Siyasetin hukuksallaşmasını öteleyip, hukuku siyasallaştırmak isteyen bir anlayıştan, iç barışı sağlamak beklenebilir mi?
Devlet kurumlarını “yandaşlaştırmak” tan yarar sağlamaya çalışmak, ahlak aşınması değil midir?
Edebali’nin öğütlerinden nasibini almayan bir yönetim, iç barışı sağlamada başarılı olabilir mi?
Suyu olmaya bir köye çamaşır makinesi dağıtmanın ne anlama geldiğini kavraya bilir mi?

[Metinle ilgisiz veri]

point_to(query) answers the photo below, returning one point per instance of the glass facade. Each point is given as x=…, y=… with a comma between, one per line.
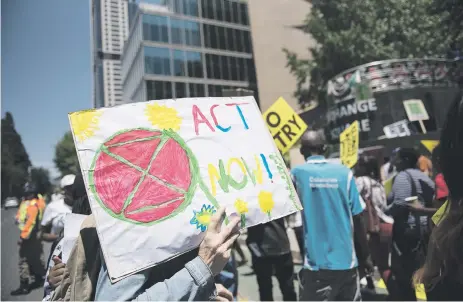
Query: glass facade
x=202, y=59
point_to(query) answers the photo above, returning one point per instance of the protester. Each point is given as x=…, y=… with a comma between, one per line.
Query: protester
x=442, y=273
x=75, y=192
x=442, y=191
x=333, y=243
x=31, y=268
x=379, y=225
x=270, y=251
x=53, y=219
x=425, y=165
x=410, y=205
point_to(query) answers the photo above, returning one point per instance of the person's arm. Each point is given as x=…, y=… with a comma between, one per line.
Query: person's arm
x=357, y=206
x=32, y=212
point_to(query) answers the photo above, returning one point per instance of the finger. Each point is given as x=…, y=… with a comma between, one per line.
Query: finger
x=216, y=220
x=231, y=229
x=229, y=242
x=226, y=294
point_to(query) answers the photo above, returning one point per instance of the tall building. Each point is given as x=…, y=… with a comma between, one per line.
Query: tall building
x=187, y=48
x=109, y=31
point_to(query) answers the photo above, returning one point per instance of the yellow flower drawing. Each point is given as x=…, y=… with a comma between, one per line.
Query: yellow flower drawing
x=84, y=123
x=266, y=202
x=241, y=206
x=163, y=117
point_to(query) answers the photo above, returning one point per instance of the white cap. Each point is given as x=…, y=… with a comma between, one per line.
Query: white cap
x=67, y=180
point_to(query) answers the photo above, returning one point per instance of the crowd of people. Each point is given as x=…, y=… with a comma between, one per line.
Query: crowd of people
x=349, y=227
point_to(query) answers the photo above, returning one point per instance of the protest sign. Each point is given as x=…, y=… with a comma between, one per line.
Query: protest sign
x=349, y=145
x=285, y=125
x=397, y=129
x=156, y=172
x=72, y=224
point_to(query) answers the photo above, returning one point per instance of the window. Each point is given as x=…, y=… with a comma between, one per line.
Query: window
x=219, y=10
x=155, y=28
x=192, y=36
x=231, y=39
x=190, y=7
x=179, y=63
x=194, y=64
x=196, y=90
x=222, y=38
x=235, y=12
x=158, y=90
x=180, y=90
x=244, y=13
x=227, y=11
x=177, y=31
x=157, y=60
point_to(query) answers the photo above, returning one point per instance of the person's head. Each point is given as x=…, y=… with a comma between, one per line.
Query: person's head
x=312, y=143
x=66, y=184
x=445, y=250
x=435, y=157
x=367, y=166
x=406, y=158
x=79, y=195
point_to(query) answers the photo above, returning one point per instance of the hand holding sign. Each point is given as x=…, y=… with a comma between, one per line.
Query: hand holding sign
x=349, y=145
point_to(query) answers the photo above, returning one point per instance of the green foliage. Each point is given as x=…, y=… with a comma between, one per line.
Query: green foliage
x=15, y=160
x=40, y=177
x=65, y=155
x=355, y=32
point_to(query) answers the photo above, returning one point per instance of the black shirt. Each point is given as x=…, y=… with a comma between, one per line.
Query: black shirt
x=268, y=239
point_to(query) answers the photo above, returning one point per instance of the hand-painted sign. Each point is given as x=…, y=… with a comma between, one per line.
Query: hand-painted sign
x=397, y=129
x=285, y=124
x=349, y=141
x=170, y=165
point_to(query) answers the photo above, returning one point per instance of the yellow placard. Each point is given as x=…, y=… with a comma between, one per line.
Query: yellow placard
x=285, y=125
x=349, y=141
x=430, y=144
x=437, y=217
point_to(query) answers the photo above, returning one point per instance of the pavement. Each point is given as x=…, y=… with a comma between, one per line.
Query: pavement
x=248, y=289
x=9, y=248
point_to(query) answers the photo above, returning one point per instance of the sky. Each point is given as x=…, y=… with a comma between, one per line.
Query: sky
x=46, y=70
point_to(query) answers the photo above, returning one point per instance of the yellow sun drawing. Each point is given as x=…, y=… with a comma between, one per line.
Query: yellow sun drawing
x=266, y=202
x=84, y=123
x=241, y=206
x=163, y=117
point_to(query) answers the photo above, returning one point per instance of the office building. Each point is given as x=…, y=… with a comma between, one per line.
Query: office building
x=187, y=48
x=109, y=30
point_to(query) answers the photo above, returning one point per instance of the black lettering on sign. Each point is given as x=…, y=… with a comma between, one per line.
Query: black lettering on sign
x=293, y=121
x=277, y=136
x=288, y=132
x=276, y=119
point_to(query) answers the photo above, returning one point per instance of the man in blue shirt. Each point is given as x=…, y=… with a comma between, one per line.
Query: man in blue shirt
x=333, y=227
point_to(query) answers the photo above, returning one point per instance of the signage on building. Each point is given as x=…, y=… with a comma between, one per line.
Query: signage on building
x=397, y=129
x=340, y=116
x=349, y=145
x=415, y=110
x=285, y=125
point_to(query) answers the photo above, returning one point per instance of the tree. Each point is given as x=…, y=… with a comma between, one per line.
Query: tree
x=65, y=155
x=40, y=177
x=15, y=160
x=351, y=33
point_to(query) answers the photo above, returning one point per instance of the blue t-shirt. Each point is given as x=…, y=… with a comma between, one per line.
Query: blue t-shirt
x=330, y=199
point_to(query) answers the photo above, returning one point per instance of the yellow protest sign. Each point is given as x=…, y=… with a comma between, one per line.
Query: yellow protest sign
x=437, y=217
x=285, y=124
x=430, y=144
x=349, y=141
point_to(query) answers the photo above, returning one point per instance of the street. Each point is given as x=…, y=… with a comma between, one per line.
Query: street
x=248, y=290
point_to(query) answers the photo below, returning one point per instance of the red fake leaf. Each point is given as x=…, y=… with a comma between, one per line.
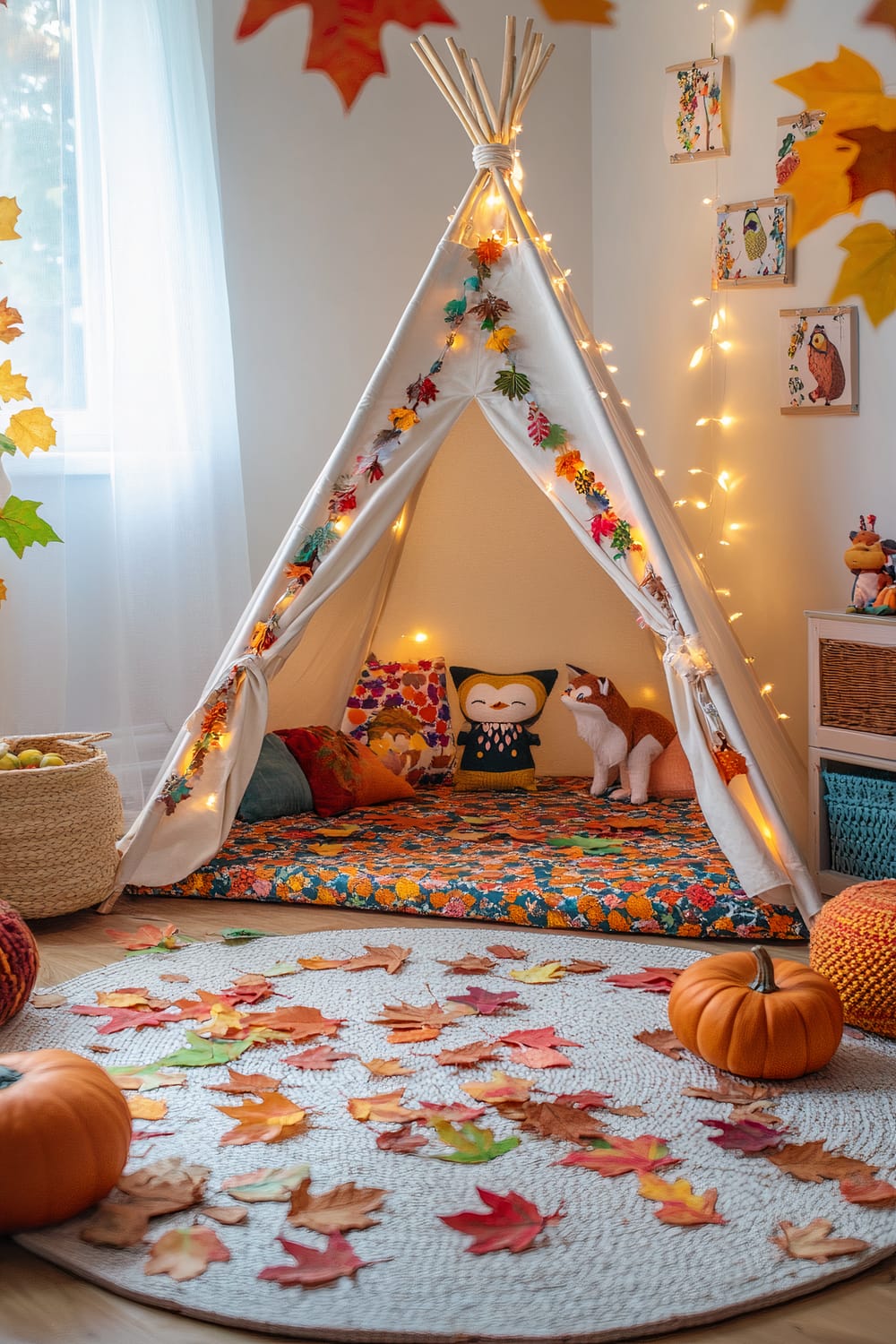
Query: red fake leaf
x=485, y=1002
x=319, y=1056
x=614, y=1156
x=654, y=980
x=346, y=37
x=512, y=1225
x=312, y=1266
x=745, y=1136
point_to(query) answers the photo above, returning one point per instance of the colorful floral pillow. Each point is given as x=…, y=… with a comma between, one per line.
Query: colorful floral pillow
x=343, y=774
x=401, y=711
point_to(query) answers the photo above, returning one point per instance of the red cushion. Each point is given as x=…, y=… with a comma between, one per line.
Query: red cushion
x=341, y=773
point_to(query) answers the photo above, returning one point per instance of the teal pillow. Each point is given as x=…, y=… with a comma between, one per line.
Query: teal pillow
x=279, y=787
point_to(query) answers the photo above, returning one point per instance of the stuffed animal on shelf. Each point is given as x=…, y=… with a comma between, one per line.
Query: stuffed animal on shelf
x=869, y=561
x=500, y=707
x=618, y=734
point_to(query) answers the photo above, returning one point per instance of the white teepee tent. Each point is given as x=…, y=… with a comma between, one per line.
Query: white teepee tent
x=513, y=341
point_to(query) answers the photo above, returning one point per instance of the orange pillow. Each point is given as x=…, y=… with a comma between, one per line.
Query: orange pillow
x=343, y=774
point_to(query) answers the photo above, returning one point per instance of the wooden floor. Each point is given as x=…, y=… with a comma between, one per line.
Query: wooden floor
x=40, y=1304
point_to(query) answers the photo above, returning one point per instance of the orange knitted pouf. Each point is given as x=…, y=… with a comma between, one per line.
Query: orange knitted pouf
x=853, y=943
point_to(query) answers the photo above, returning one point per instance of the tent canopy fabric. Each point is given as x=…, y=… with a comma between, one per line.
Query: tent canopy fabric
x=513, y=341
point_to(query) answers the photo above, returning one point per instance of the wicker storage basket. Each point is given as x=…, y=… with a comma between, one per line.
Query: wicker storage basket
x=861, y=819
x=58, y=827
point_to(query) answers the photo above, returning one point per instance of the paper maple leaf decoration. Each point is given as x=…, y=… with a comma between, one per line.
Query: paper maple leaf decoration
x=346, y=35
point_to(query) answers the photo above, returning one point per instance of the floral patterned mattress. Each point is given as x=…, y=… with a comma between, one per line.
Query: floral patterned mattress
x=528, y=859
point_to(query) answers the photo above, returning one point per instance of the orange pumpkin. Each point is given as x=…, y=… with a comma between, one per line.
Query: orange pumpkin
x=756, y=1018
x=65, y=1132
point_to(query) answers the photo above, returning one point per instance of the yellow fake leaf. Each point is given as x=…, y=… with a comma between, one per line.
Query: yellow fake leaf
x=8, y=215
x=869, y=271
x=31, y=429
x=403, y=417
x=13, y=386
x=500, y=339
x=543, y=975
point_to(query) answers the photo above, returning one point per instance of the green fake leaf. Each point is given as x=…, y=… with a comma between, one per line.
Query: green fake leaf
x=470, y=1144
x=21, y=526
x=556, y=437
x=201, y=1054
x=511, y=383
x=242, y=935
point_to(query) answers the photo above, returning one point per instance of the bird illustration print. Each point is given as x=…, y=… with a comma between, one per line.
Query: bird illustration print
x=755, y=236
x=825, y=367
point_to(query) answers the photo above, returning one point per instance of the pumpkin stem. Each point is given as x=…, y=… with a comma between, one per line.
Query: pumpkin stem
x=764, y=981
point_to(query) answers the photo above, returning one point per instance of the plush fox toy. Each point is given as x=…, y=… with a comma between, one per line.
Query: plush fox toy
x=618, y=734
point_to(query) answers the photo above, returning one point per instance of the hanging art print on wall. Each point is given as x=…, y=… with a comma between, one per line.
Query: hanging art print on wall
x=793, y=132
x=694, y=113
x=818, y=362
x=751, y=244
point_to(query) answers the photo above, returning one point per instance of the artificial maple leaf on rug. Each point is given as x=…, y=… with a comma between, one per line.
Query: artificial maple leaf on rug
x=814, y=1163
x=346, y=37
x=268, y=1121
x=470, y=1142
x=512, y=1223
x=339, y=1210
x=814, y=1241
x=266, y=1185
x=680, y=1206
x=314, y=1266
x=616, y=1156
x=664, y=1042
x=238, y=1083
x=487, y=1002
x=185, y=1253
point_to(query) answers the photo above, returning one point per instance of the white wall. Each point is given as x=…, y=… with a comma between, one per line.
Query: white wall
x=802, y=481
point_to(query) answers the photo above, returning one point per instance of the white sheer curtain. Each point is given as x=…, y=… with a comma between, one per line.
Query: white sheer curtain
x=118, y=626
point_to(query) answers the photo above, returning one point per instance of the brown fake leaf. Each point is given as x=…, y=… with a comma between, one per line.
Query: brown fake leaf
x=863, y=1190
x=468, y=1055
x=390, y=959
x=116, y=1225
x=166, y=1185
x=555, y=1121
x=813, y=1161
x=664, y=1042
x=814, y=1242
x=470, y=965
x=185, y=1253
x=239, y=1083
x=338, y=1210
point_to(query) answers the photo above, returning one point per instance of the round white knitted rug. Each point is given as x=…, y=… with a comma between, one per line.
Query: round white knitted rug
x=606, y=1271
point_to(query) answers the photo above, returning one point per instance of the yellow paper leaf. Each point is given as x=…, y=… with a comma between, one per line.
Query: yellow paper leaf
x=31, y=429
x=8, y=215
x=13, y=386
x=869, y=271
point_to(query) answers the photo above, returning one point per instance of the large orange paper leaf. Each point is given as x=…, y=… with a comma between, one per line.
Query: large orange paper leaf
x=869, y=271
x=338, y=1210
x=265, y=1121
x=814, y=1241
x=512, y=1223
x=614, y=1156
x=185, y=1253
x=314, y=1266
x=884, y=11
x=579, y=11
x=680, y=1206
x=346, y=35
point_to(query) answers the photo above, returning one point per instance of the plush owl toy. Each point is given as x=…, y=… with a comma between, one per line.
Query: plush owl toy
x=497, y=747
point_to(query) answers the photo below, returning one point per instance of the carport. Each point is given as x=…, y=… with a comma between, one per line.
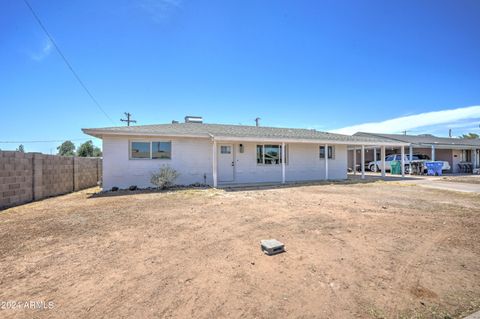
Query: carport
x=364, y=149
x=456, y=151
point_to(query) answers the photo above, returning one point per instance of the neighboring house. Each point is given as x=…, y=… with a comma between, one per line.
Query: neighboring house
x=217, y=154
x=453, y=150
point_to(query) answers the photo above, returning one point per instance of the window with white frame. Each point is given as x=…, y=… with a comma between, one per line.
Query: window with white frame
x=269, y=154
x=331, y=152
x=161, y=150
x=225, y=149
x=150, y=150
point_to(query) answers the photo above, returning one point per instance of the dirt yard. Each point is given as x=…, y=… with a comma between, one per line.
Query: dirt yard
x=470, y=179
x=374, y=250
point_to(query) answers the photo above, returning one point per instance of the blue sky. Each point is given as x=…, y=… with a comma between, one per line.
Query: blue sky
x=327, y=65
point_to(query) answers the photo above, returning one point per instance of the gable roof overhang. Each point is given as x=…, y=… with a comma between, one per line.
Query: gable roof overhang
x=238, y=133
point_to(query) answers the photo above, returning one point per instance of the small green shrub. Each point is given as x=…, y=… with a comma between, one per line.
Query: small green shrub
x=165, y=177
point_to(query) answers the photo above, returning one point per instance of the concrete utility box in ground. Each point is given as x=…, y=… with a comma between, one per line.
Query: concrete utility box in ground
x=272, y=246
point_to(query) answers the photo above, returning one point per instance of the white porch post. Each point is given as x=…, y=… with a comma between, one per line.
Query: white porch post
x=214, y=163
x=382, y=154
x=363, y=161
x=283, y=162
x=410, y=152
x=474, y=158
x=354, y=161
x=402, y=161
x=326, y=161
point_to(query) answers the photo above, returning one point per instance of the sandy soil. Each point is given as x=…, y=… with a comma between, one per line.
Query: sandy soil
x=378, y=250
x=472, y=179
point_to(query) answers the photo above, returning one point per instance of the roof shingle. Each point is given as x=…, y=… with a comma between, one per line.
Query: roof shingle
x=232, y=131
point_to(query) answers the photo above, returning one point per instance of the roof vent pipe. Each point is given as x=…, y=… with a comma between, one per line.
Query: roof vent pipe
x=193, y=119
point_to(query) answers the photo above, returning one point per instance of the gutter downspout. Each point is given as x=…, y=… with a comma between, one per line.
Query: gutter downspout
x=214, y=160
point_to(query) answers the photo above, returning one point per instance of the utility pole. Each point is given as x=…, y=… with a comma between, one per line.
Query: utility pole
x=128, y=120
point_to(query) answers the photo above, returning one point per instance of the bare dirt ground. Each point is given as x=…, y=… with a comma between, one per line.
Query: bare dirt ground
x=471, y=179
x=372, y=250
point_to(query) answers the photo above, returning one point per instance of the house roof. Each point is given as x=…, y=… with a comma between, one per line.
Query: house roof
x=424, y=139
x=237, y=132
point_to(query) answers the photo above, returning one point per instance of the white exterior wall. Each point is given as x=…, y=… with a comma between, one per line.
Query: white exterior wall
x=192, y=158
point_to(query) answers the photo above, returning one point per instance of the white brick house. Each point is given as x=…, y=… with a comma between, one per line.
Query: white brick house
x=217, y=154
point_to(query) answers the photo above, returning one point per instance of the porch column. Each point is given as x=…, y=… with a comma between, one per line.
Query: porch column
x=474, y=158
x=326, y=161
x=410, y=152
x=363, y=161
x=354, y=161
x=214, y=163
x=382, y=154
x=402, y=161
x=283, y=162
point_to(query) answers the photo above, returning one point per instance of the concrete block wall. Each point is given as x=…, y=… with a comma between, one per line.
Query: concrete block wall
x=25, y=177
x=16, y=178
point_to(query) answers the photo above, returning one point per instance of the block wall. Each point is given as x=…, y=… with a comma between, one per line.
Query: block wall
x=25, y=177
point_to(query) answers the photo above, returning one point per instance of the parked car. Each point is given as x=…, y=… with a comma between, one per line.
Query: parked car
x=398, y=157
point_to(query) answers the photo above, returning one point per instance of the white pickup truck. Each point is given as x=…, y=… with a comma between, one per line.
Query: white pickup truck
x=398, y=157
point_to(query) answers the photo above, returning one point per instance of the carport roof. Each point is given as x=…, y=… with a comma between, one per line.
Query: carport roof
x=424, y=139
x=238, y=132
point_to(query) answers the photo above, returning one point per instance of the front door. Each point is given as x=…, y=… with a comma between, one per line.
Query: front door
x=225, y=163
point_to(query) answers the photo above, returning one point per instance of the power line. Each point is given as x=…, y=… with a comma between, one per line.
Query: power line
x=47, y=141
x=128, y=120
x=66, y=62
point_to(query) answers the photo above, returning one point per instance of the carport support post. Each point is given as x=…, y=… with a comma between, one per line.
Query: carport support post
x=283, y=162
x=382, y=154
x=326, y=161
x=410, y=153
x=363, y=161
x=354, y=161
x=214, y=163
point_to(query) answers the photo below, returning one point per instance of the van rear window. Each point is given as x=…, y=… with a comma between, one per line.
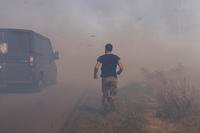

Böyle bir ülkede yaşayan yurttaşların kafası karışık olmaz mı?
Olur…
İyi ile kötüyü, güzel ile çirkini, doğru ile yanlışı ayırt edemez hale gelmez mi?
“Hamdolsun demokrasisi” ile bir ülkede iç barış sağlanabilir mi?
Ve son söz olarak; 29 Mart yerel seçimleri ile, bu sorulara yanıtlar bulunabilir mi?
Çünkü; benim güzel insanım 29 Mart’ta yerel yöneticilerini seçecek…
Dilerim doğru ile yanlışı, güzel ile çirkini, iyi ile kötüyü ayırt etme yeteneğini yitirmemiştir.
Her şey, herkesin gözleri önünde gelişirken, benim güzel halkımın, salt 70 milyonluk bir pazar olmasının dışında bazı özelliklerinin de olduğunu kanıtlayacağı gündür 29 Mart…
Ayrıca 29 Mart, iç barış için de atılacak bir adımdır.